Pertama, pilar politik terdiri dari legislasi dan sistem pertahanan nasional, perumusan grand strategy pertahanan, serta kerja sama antar-departemen untuk mencapai grand strategy tersebut. Dalam pilar ini, pemerintahan Presiden Jokowi bisa dibilang kedodoran karena sampai saat ini pemerintah bersama Dewan Perwakilan Rakyat (DPR) belum berhasil menggolkan satupun Undang-Undang yang berkaitan dengan urusan pertahanan nasional seperti Rancangan Undang-Undang (RUU) Keamanan Nasional, RUU Komponen Cadangan, RUU Tugas Perbantuan TNI, RUU Peradilan Militer, dan RUU Rahasia Negara karena tidak adanya titik temu diantara 2 badan eksekutif tersebut terkait substansi dari masing-masing UU. Pun dalam hal perumusan Grand Strategy, walaupun Kementerian Pertahanan telah menelurkan Buku Putih Pertahanan Indonesia (BPPI) yang berisi langkah-langkah strategis pertahanan, namun lemahnya aspek kerjasama dan koordinasi antar-departemen menimbulkan hal kontraproduktif yang melemahkan pelaksanaan Grand Strategy tersebut, contohnya heboh permasalahan pembelian helikopter AW-101 oleh Kepala Staf TNI Angkatan Udara yang ternyata tak diketahui Menteri Pertahanan dan Panglima TNI di awal tahun 2017 lalu.

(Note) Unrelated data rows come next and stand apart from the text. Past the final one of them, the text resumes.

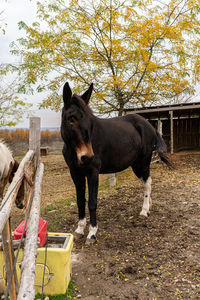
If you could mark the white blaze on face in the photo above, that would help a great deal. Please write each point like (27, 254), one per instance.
(84, 150)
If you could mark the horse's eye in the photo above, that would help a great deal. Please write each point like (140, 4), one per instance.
(72, 120)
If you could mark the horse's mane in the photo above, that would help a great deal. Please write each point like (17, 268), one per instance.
(79, 101)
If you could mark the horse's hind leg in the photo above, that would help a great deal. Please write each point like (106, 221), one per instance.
(147, 198)
(144, 173)
(79, 181)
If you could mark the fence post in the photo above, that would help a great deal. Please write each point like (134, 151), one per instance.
(9, 259)
(171, 132)
(160, 127)
(34, 137)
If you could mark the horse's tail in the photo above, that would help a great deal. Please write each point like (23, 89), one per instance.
(162, 151)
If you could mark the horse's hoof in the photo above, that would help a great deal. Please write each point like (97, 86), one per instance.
(90, 241)
(78, 236)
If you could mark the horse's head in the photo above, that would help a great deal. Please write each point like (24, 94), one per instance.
(20, 195)
(76, 125)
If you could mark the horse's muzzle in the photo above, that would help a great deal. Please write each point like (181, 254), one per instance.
(20, 205)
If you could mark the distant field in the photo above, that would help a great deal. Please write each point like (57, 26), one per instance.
(18, 139)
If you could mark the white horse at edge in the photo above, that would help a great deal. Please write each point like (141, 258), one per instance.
(8, 167)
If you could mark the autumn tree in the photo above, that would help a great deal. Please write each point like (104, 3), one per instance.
(135, 52)
(12, 108)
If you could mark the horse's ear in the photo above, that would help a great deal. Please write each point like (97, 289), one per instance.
(67, 94)
(86, 96)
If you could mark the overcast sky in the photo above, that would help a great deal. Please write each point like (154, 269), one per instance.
(13, 12)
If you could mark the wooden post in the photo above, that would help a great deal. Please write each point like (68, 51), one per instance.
(34, 137)
(27, 282)
(112, 179)
(171, 132)
(9, 259)
(13, 188)
(160, 127)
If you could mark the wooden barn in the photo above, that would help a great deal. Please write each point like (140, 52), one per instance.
(179, 124)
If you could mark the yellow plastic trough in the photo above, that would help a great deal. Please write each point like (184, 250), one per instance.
(58, 265)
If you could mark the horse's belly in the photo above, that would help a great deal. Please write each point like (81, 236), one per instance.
(117, 163)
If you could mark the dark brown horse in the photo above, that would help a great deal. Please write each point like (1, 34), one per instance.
(93, 146)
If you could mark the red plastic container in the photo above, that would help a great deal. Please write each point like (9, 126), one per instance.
(42, 231)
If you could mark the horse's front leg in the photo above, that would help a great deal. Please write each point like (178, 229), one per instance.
(79, 181)
(93, 181)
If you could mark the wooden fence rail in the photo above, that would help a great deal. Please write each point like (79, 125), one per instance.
(27, 282)
(9, 199)
(30, 170)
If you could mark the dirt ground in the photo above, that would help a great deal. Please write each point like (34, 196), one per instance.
(134, 257)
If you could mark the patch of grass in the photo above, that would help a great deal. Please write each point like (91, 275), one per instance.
(69, 295)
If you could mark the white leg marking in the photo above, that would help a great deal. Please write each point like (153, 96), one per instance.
(147, 200)
(81, 226)
(92, 231)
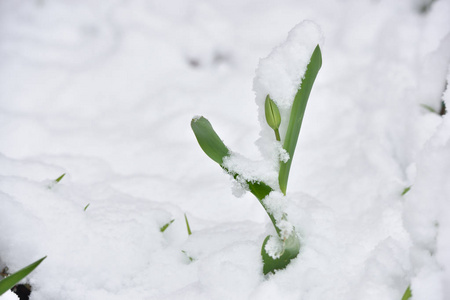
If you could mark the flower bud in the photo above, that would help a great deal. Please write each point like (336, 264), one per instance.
(273, 117)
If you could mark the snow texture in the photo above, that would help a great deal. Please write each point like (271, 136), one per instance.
(104, 91)
(280, 75)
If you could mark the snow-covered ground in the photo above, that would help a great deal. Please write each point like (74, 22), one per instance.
(104, 91)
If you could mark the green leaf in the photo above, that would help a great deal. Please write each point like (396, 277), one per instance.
(187, 225)
(297, 113)
(406, 190)
(162, 229)
(208, 139)
(407, 294)
(273, 116)
(60, 177)
(291, 248)
(10, 281)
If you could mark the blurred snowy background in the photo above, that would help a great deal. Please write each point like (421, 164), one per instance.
(104, 91)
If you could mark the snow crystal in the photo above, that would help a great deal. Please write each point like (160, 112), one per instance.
(274, 247)
(280, 76)
(252, 171)
(8, 295)
(275, 204)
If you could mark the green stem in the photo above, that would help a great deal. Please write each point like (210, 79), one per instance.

Kedua, yakni pilar institusional terkait perumusan doktrin dan pengelolaan organisasi secara keseluruhan, yang diikuti dengan perubahan Tata Yudha (Orders of Battle) melalui perubahan strategi operasional, pengelolaan aset militer, dan integrasi antar-matra. Dalam hal ini, utamanya perumusan doktrin, pemerintahan Presiden Jokowi hanya tinggal meneruskan pelaksanaan Doktrin TNI “Tri Dharma Eka Karma” (2007) yang merupakan pengganti dari Doktrin ABRI “Catur Dharma Eka Karma” (1966) yang sarat dengan penekanan peranan sosial-politik tentara khas Orde Baru, walaupun dalam beberapa aspek Doktrin TNI masih menekankan pada ancaman internal dibanding ancaman eksternal. Tinggal kemudian bagaimana perubahan Tata Yudha mengikuti perkembangan ancaman yang semakin non-tradisional, seperti antara lain terorisme siber (cyber-terrorism) yang walaupun tidak menyerang obyek vital secara fisik, namun ia bergerak klandestin melakukan peretasan yang mampu mencuri data-data terpenting negara maupun personal. Dan peluncuran Satuan Siber TNI pada awal bulan Oktober 2017 menjadi satu poin positif yang dicapai pemerintahan Presiden Jokowi untuk melakukan kontra-terorisme siber di ruang maya. Namun yang penting dicatat menurut Edwi A. Sosiawan (2016), karena sifatnya yang semakin berkembang mengikuti konvergensi teknologi berbagai jaringan komputer serta media digital, perlu secepatnya dibentuk Cyber Integrated Security System yang dikelola gabungan oleh berbagai unsur pemerintahan terkait, seperti Kementerian Pertahanan, TNI, Kepolisian, Badan Intelijen Negara, Lembaga Sandi Negara, dan Kementerian Komunikasi dan Informatika.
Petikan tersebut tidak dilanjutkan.